Dire que raster-noton évolue est un euphémisme. Certes, le label a toujours été incroyablement intéressant en raison de la pertinence de ses sorties expérimentales, mais la structure semble petit à petit s’ouvrir à de nouvelles idées : même le patron Alva Noto sortait cette année un Xerrox Vol. 3 très personnel et marqué par son enfance. Et pour chaque aspect glitch de Frank Bretschneider, il y a un Dasha Rush qui sort sur la structure implantée à Chemnitz. Les aficionados parleront de trahison, mais laissons-les regretter des albums parfois à la limite de l’incompréhensible et saluons plutôt la démarche d'un label toujours à la pointe de l’innovation, et qui redéfinit à chaque sortie une partie de la scène électronique.

Ce nouveau Kangding Ray en est une parfaite illustration. Oubliez la noirceur de Solens Arc, la puissance de OR ou les voix de Autumn Fold. De toute façon, chaque album du producteur semble n’avoir aucun rapport avec les autres, alors autant s'en accommoder. David Letellier donne l’impression de repartir à chaque fois d’une page blanche, comme pour mieux explorer sa musique.
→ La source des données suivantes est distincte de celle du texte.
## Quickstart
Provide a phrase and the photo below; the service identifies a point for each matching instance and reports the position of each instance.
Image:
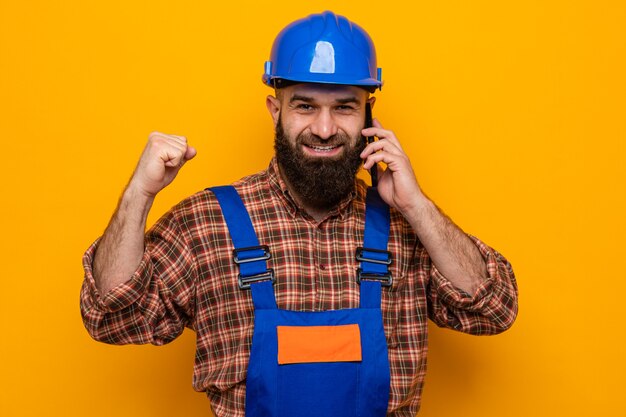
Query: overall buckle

Et si l’annonce de l’album pouvait laisser présager les pires saillies pseudo-cinématographiques, il n’en est absolument rien : Cory Arcane n’est pas tant l’histoire d’un individu qu’une allégorie de la musique du producteur.

Car s’il on a coutume de présenter Kangding Ray comme un architecte de la musique, peut-être n’est ce finalement qu’en raison de son background dans ce milieu. S’il bâtit toujours des édifices majestueux, ceux-ci apparaissent aujourd’hui bien plus vivants que sur ses précédentes sorties, le producteur n’hésitant pas à déstructurer le son pour faire de Cory Arcane l’album le plus souple de sa discographie. Alors que le sound design est incroyable de justesse (une constante depuis son premier album et surtout depuis OR) et que le producteur manie comme de coutume un layering extrêmement dense, le plus intéressant est ici la liberté au sein de chaque morceau, même les plus traditionnels.

Abandonnant l’aspect binaire d’un Solens Arc pourtant incroyable, le producteur semble nous faire évoluer au-dessus des toits de la mégalopole dystopique décrite par ses soins dans le texte introductif, sautant d’une structure à l’autre et ne s’arrêtant que le temps de contempler le chemin parcouru, avec par exemple un "When We Were Queens" étonnamment évocateur. Comme l’héroïne de son album, le Français brise les carcans couramment associés à la techno, oscillant entre aliénation et émancipation. Alors que son précédent album se structurait autour de 4 arcs facilement identifiables, Cory Arcane n’est qu’agitation et rejet des structures. Et si nous pouvons facilement être perdus dans ce labyrinthe de sons, avec pour Dédale un Kangding Ray plus moqueur et énigmatique que jamais, celui-ci semble finalement nous perdre pour mieux regagner notre estime à mesure qu’il redessine les contours de sa propre musique. Jamais dans la posture et la démonstration, toujours dans l’émancipation et la justesse de ton.